BEIJING -- Royal Bank of Scotland on Friday slashed its forecast for China's 2009 gross domestic product growth to 5 percent, from 8 percent.

Exceptionally weak activity data for November has prompted a number of investment banks, including Goldman Sachs, to revise down their China growth estimates.

But the RBS forecast, based on expected sharp drops in household consumption, residential investment and exports, is the lowest of the major banks.

Forecasts in a Reuters poll published last week centred on a growth rate of 8 percent. The economy expanded by 9 percent from a year earlier in the third quarter, compared with 11.9 percent in all of 2007.

"It is not a recession, but it will feel like one to the average citizen and will feel like a depression to the 100 million or so migrant workers, many of whom are out of a job and stranded far from home," economists Ben Simpfendorfer and John Richards said in a note to clients.

"Social tensions are likely to be on the rise."
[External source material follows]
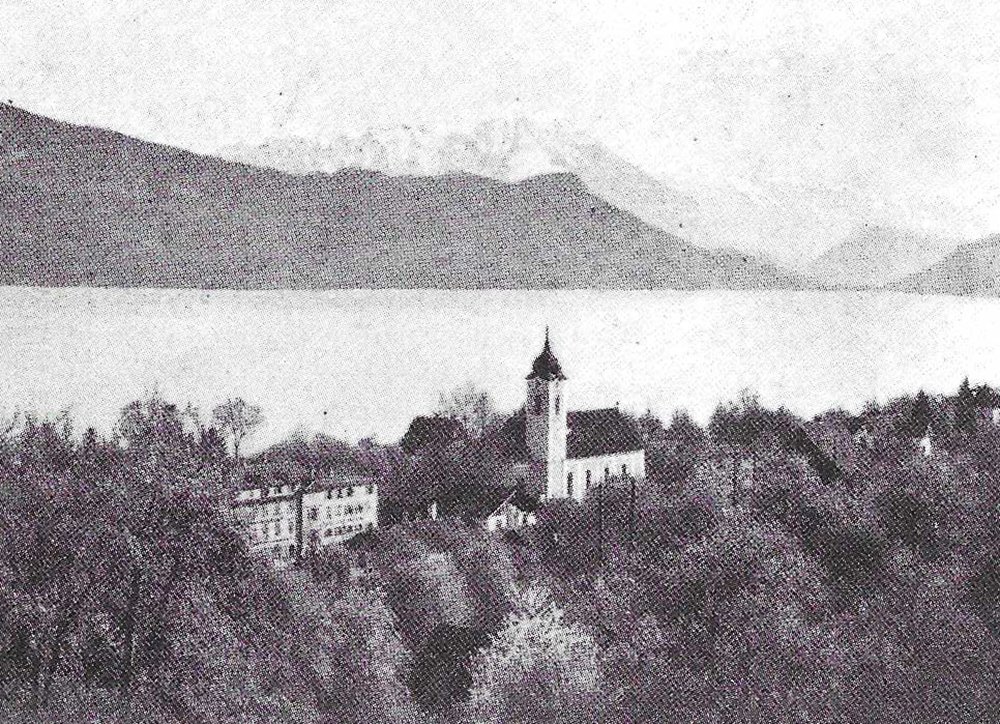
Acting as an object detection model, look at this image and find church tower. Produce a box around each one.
[526,329,568,500]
Beijing would be alarmed about any slowdown of that degree, as it would not enable the economy to produce enough jobs to soak up the millions of people seeking to enter the workforce each year, potentially feeding into social unrest.

The government has launched a series of measures to counter the slowdown -- which has seen annual export growth turn negative and factory output growth slow to the weakest pace on record -- including a massive stimulus package, repeated interest rate cuts and measures to support the property market.

Simpfendorfer and Richards said they assumed GDP growth would fall to as low as 4 percent from a year earlier in the first half of next year, before recovering in the second half as a result of fiscal easing and the base effect.

International Monetary Fund Managing Director Dominique Strauss-Kahn said earlier this week that the IMF could cut its 2009 China growth forecast to around 5 percent in its next revision, from 8.5 percent.